Victor LaValle: Five Books in My Life
From Shirley Jackson and Jean Rhys, to Child-Killing Clowns
What was the first book you fell in love with?
The first book I ever loved, like walked around with it and never let it go, was probably Stephen King’s It. First, I’ll admit part of the lure was being able to show off that I was reading a book that massive. 1,000 pages or so. Even as a paperback that’s a beast. I slapped it down where ever I could just so people could feel the tremor.
But really the reason I loved the book is because children died in it. Right from the opening scene. I know this sounds morbid. I guess that’s because it is morbid. But I found the varieties of threat, and murder, done to children extremely appealing. When I was young I thought it was just the surprise of finding such things written down in a novel. But as an adult I now think there was also something so gratifying about having a book acknowledge, admit, revel in the feeling of childhood. That you are under constant threat, that you have very little power, that there are forces in the world that simply will do you harm. Adults don’t like to think about this, but kids can’t ever forget such things are true. It didn’t lie to me.
Name a classic you feel guilty about never having read?
I’m pretty woeful in my Dickens. I’ve never read many of his most famous books, Bleak House, David Copperfield, Great Expectations and more. I’m most embarrassed about this because of my answer above. I clearly enjoy big books, but I never did the deep dive on Charlie.
What’s the book you reread the most?
I’ve probably reread The Haunting of Hill House by Shirley Jackson more than any other book. It’s not her greatest, that would be We Have Always Lived at the Castle, but I got to it when I was a teenager and so it entered my bloodstream early. I read it three or four times in high school alone.
There are lots of reasons why I love it, Jackson is an underrated literary stylist, and I love the way she loathes human beings. It’s cruel, but it’s almost always funny, too. Misanthropy always goes down better with a sense of humor. But maybe the reason I most love that book is for the house itself.

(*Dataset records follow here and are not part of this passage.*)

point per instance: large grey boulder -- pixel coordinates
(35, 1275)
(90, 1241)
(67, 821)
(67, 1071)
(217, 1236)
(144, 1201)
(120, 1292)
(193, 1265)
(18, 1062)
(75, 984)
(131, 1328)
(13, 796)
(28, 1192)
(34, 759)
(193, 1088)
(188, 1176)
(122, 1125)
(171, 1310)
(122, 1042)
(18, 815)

Jackson does a wondrous job of animating Hill House without ever really answering the question of whether its truly haunted or merely haunted by the imagination of a lonely young woman.

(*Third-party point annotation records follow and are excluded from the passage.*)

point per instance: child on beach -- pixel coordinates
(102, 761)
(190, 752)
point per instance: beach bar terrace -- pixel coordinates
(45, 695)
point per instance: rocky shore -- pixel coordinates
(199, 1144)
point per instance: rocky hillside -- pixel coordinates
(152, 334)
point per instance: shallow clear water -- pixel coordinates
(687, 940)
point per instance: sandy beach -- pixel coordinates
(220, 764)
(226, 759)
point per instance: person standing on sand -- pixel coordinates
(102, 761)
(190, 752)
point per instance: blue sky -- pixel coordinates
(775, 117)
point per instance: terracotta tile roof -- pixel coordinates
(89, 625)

Is there a book you wish you had written?
I wish I’d written Wide Sargasso Sea by Jean Rhys. It reads like a culmination of that already accomplished writer’s career and life. You can see her previous novels—their obsessions—through the novel, but there’s something about Rhys going toe-to-toe with Charlotte Bronte that elevates, or concentrates, her fierceness and power into something unlike anything she’d written previously. It’s such an ugly book in many ways and yet, line by line, it’s about as beautiful a novel as I’ve ever read. That’s damn hard to do.
What’s the new book you’re most looking forward to?
I am excitedly looking forward to the upcoming novel by Tayari Jones, An American Marriage. It doesn’t come out until early 2018, but from all I’ve heard about it the book is going to be a revelation.
LaValle’s new novel, The Changeling, is out now.